Les bouts d'encre
De près ou de loin, on en vient de temps à autres à jeter un petit coup d'oeil derrière notre épaule. On réfléchit, on tente de se souvenir d'un nom, d'un visage, du pourquoi d'une dispute, de l'origine d'une rumeur. Il est aussi de ces après-midi où la météo pluvieuse n'encourage pas forcément à mettre le nez dehors... C'est à ce moment, entre tasses de thé et petits biscuits, que ressortent les vieux albums photos, de cette époque où les clefs ne servaient qu'à ouvrir un serrure. Que cela se passe en famille ou entre vieux amis, on se retrouve systématiquement plongé dans cette atmosphère quelque peu surréaliste, mélant les faits réels et ceux que l'on a sublimés, exagérés ou juste fantasmés...
Il y a dans ma maison, un tiroir malicieux qui recèle quelques trésors surannés : des secrets de jeunes filles et conseils de beauté d'un autre âge, des cartes postales plutôt fantasques, des déclarations d'amour passionnées, des souvenirs de jeunesse... Je ne m'y recueille pour ainsi dire jamais mais les savoir près de moi me rassure, bien que j'en connaisse presque par coeur chaque détail.

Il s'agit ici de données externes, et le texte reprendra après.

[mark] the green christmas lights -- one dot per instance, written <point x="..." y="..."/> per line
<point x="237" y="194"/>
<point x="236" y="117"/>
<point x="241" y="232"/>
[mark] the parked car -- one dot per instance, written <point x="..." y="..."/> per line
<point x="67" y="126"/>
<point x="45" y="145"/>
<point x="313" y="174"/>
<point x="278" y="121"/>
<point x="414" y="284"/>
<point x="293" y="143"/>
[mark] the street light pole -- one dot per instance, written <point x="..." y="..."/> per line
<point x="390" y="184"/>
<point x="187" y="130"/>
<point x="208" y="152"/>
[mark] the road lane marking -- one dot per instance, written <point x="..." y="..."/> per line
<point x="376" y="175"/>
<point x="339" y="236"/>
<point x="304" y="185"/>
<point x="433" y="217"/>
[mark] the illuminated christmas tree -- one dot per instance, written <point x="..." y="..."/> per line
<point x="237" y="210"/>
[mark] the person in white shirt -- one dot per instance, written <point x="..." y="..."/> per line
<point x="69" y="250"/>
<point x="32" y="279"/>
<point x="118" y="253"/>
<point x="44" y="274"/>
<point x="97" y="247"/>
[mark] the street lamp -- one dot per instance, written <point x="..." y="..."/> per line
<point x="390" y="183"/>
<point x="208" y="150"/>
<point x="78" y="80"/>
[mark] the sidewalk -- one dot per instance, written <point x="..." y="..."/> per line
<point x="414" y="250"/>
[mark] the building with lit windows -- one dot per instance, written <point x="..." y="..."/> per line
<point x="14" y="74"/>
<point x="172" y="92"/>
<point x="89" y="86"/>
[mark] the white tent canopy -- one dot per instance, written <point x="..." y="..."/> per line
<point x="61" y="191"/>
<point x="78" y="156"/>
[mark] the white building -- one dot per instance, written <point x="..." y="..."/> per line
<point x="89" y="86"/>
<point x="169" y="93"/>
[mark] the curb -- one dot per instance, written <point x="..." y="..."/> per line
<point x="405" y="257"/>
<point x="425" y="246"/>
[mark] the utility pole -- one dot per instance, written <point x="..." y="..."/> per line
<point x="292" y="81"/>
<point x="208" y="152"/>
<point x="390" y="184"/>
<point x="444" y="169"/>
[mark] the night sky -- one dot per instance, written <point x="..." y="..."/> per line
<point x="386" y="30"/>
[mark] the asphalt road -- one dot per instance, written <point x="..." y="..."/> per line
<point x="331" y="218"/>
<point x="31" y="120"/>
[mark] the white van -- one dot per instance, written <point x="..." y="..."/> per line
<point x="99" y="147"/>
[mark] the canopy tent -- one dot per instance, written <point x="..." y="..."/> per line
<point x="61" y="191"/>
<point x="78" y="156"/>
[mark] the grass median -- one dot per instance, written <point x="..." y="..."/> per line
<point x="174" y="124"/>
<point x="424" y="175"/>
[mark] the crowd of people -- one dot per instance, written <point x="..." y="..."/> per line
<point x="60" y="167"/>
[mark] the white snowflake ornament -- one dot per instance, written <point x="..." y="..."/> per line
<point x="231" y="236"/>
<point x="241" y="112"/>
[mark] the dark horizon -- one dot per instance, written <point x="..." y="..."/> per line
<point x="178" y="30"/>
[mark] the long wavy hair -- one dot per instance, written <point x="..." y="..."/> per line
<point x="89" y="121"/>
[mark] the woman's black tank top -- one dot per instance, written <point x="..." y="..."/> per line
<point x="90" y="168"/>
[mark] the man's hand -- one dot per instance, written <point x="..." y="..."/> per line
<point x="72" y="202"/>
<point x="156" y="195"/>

Je les conserve avec soin, à l'abri des regards trop curieux ou indiscrets. La boîte à chaussures est devenue boîte de Pandore. Les rares fois où je l'ai ouverte, je me suis remémorée la jeune fille si impatiente que j'étais, un peu rebelle et à fleur de peau. A travers les courriers qui lui ont été transmis alors, cette adolescente idéaliste se matérialise quelque peu : j'arrive parfois à sourire de ses prises de positions et de ses incertitudes, j'excuse un peu son caractère trop impulsif, et je soupire devant la naïveté et l'empressement de ses sentiments.
J'imagine que grâce à ces petits bouts d'encre, une jeune fille parviendra peut-être à découvrir sa maman sous un autre jour.